SEMPRE in Russia, dopo le dimissioni in solidarietà con l’Ucraina di Elena Kovalskaja, direttrice del Teatro Meyer di Mosca e il messaggio contro la guerra del popolare conduttore televisivo Ivan Urgant – presentatore, tra l’altro, della parodia di capodanno in italiano Ciao! – il cui programma sul primo canale è stato sospeso da tre gioni, è l’animazione a schierarsi attraverso un appello pubblicato su Novaya Gazeta, il giornale d’opposizione diretto dal Premio Nobel per la pace Dmitrij Muratov. La lettera è firmata da 370 registi, produttori, sceneggiatori, tra cui l’animatore russo di 101 anni Leonid Shvartsman – spesso lodato anche da Putin, l’ultima volta lo scorso anno per le sue cento candeline – noto per aver animato l’iconico personaggio russo Cheburashka; il regista 80enne Youry Norstein, autore di grandi film d’animazione come L’airone e la gru (1974) e Il riccio nella nebbia (1975); gli animatori Andrey Krzhanovsky, Garry Bardin, Konstantin Bronzit (due volte nominato all’Oscar per i suoi cortometraggi). La lettera collettiva si intitola Non per uccidere, non per distruggere. Per unire e recita: «Siamo convinti che la guerra non porti altro che morte, dolore e distruzione. E nulla può giustificarlo. La comunità di animazione dell’Ucraina e della Russia è una e inseparabile: lavoriamo insieme, guardiamo i film gli uni degli altri da molti anni. E oggi i nostri figli, fratelli, vengono mandati a uccidere quelli con cui hanno recentemente giocato nello stesso cortile e guardato gli stessi cartoni animati. L’animazione – e l’arte in generale – è sempre stata intrisa di uno spirito contrario alla guerra. Crediamo che le azioni militari di oggi siano dirette non solo contro i nostri amici e colleghi ucraini, ma contro l’umanità nel suo insieme». Anche le istituzioni culturali europee stanno facendo la loro parte, il museo Maxxi di Roma ha annunciato che devolverà gli incassi di oggi e di domenica prossima al fondo di solidarietà costituito da Unhcr, Unicef e Croce Rossa per l’emergenza umanitaria in Ucraina.

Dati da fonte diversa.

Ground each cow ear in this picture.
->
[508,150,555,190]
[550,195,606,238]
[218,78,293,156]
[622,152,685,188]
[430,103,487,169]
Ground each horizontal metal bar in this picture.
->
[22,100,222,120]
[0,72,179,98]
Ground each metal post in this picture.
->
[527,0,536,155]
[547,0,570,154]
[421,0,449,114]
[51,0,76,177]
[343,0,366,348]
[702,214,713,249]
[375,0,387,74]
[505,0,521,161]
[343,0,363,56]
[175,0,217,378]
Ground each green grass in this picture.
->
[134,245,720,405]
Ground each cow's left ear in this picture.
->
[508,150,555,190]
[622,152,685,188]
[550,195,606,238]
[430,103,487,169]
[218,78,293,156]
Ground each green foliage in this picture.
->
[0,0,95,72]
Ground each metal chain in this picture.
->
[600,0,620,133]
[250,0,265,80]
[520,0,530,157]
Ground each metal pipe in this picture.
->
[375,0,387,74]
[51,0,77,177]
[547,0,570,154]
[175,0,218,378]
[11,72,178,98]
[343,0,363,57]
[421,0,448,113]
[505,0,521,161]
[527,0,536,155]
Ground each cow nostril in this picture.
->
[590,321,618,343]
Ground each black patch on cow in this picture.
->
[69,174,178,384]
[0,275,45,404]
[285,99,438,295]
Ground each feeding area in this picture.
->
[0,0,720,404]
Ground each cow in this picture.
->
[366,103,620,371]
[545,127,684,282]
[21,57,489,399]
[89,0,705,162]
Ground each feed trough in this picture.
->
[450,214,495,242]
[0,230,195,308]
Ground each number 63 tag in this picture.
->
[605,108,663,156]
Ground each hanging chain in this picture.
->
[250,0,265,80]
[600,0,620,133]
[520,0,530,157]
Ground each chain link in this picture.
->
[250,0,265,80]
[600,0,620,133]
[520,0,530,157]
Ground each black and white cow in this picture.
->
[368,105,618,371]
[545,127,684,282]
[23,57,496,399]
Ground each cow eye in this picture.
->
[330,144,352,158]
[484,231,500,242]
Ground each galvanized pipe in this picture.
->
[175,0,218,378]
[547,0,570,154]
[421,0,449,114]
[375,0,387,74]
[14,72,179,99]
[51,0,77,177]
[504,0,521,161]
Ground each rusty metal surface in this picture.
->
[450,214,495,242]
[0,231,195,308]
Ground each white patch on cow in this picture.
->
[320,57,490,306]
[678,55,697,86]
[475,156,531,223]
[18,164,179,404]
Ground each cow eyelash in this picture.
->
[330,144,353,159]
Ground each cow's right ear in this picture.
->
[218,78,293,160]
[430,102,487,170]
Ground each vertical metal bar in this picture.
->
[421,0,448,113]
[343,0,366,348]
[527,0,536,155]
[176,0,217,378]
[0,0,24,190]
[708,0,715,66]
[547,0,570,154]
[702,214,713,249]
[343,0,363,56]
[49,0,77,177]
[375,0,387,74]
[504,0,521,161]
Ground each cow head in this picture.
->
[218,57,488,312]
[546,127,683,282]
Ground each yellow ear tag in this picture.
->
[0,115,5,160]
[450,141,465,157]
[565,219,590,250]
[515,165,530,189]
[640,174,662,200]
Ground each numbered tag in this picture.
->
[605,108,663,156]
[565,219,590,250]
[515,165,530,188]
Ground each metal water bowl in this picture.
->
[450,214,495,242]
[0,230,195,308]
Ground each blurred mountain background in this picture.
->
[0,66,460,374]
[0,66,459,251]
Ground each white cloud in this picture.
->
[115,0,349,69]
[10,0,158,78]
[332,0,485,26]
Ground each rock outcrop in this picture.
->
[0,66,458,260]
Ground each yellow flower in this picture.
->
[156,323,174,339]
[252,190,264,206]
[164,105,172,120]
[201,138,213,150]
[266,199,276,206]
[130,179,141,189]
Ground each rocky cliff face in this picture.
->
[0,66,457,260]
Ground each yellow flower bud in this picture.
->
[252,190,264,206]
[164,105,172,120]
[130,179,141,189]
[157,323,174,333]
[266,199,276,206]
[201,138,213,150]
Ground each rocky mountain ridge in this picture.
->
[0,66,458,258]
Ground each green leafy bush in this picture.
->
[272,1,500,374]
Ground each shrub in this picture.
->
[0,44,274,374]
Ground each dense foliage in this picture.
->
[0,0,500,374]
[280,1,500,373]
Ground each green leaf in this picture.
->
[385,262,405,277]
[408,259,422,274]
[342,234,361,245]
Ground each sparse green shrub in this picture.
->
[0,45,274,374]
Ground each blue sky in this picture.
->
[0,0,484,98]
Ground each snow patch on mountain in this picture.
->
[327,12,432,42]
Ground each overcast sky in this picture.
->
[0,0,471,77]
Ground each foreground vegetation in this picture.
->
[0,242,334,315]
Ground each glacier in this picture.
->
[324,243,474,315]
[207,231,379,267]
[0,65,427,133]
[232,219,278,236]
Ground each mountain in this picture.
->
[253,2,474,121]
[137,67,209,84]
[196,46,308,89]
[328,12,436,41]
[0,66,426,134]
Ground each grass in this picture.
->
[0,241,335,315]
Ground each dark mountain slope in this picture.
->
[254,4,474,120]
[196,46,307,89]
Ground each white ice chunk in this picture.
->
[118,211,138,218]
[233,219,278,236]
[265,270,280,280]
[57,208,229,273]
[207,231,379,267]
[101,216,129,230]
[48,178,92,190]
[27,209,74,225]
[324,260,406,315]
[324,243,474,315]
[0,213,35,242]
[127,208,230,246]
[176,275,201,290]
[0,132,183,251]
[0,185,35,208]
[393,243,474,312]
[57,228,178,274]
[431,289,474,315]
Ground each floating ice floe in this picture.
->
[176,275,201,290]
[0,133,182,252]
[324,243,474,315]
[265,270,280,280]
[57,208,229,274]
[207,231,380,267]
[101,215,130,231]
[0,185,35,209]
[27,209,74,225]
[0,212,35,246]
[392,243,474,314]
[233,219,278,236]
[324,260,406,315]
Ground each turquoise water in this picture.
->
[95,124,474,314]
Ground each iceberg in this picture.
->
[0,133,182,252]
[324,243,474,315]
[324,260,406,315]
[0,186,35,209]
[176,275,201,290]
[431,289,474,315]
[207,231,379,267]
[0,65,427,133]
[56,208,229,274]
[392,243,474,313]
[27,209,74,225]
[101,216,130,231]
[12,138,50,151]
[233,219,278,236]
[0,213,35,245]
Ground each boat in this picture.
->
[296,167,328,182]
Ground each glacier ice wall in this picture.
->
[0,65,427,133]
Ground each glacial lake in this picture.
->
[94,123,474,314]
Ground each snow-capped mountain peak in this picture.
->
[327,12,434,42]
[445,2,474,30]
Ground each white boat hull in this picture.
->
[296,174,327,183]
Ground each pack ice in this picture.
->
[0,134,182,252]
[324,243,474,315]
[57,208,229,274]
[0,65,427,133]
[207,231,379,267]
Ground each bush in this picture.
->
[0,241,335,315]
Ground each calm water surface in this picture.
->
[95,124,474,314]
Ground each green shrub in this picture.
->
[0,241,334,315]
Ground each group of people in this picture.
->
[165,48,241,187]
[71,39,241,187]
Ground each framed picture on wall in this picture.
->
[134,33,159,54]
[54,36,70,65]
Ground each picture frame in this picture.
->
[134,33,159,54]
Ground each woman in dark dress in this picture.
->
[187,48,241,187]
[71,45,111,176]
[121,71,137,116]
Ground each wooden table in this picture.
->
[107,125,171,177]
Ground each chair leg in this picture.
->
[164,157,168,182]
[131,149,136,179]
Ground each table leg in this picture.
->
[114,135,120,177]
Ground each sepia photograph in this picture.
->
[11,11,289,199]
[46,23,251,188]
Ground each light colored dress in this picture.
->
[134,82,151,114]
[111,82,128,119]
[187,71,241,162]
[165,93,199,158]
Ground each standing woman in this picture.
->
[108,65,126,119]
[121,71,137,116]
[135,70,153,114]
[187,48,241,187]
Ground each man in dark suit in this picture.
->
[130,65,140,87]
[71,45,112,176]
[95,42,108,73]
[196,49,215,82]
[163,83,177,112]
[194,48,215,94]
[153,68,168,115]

UN’ALTRA lettera, indirizzata stavolta agli artisti, è stata firmata dai direttori e dalle direttrici dei maggiori teatri francesi, e recita: «Di fronte all’urgenza e ai pericoli che corrono gli artisti costretti a fuggire dalla guerra siamo pronti a mobilitarci, ad aiutare ad accoglierli in Francia affinché possano continuare la loro attività e preservare così la libera espressione della cultura ucraina». Da Kiev arriva invece la voce di Sean Penn, dove l’attore e regista era già stato lo scorso novembre per lavorare ad un documentario sulla situazione del Paese, ed è proprio per filmare l’intervento militare russo che Penn è sul campo in questi giorni. Il presidente ucraino Zelensky ha pubblicato sui suoi social un video in cui i due conversano insieme, l’attore ha poi rilasciato una dichiarazione dal tono patriottico, indirizzata in particolar modo ai connazionali statunitensi: «Il presidente Zelensky e il popolo ucraino sono emersi come simboli storici di coraggio. Se gli permettiamo di combattere da soli, la nostra anima come America è perduta».